Dandelion House is my home. I can come here and know that I am safe. You showed me what love is, and what home is.
Apple press party
At Dandelion House, we strive to be more than shelter and food but a real home and a safe, caring environment where people can find rest and healing and receive the unique, personal help that they need. Rebuilding begins with secure, stable relationships. Our guests live with us and share weekly meals as well as household chores. We support them in meeting their goals, whether that’s getting a driver’s license, earning a GED, paying off debts, opening a checking account and saving money, or getting into residential detox. Slowly, we become community. It doesn’t happen overnight, but over the weeks and months that our guests live with us, we learn to trust and rely on one another.
The Christmas story recounts a migrant family looking for shelter in Bethlehem.
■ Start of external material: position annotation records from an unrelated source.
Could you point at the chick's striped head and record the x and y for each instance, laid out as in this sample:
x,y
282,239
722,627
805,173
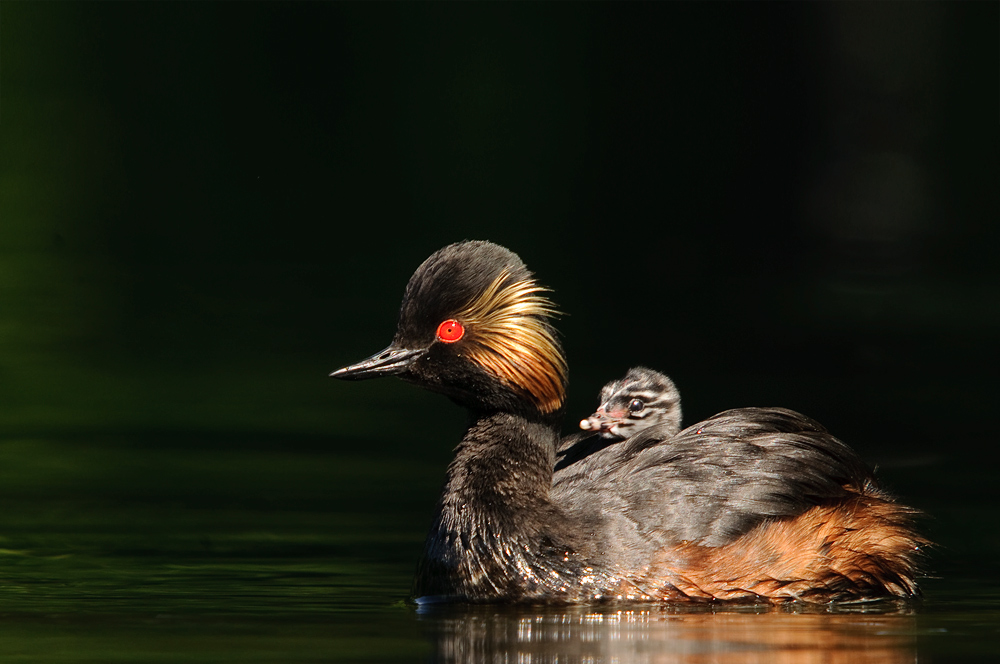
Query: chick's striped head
x,y
486,324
The innkeeper, out of rooms but not out of compassion, makes a place for them in the stable, where the baby Jesus is born. And this story continues to unfold in our day and in our own lives. As Catholic Worker founder Dorothy Day reflects, we are not “born two thousand years too late to give room to Christ. Nor will those who live at the end of the world have been born too late. Christ is always with us, always asking for room in our hearts.” We are immensely grateful to you—our friends, volunteers, and supporters—for enabling us to more abundantly open our hearts and our home to Christ who comes to us in the form of those who need our help.
May you be richly blessed this Christmas season, and may the peace of Christ reign in our hearts and heal our broken world.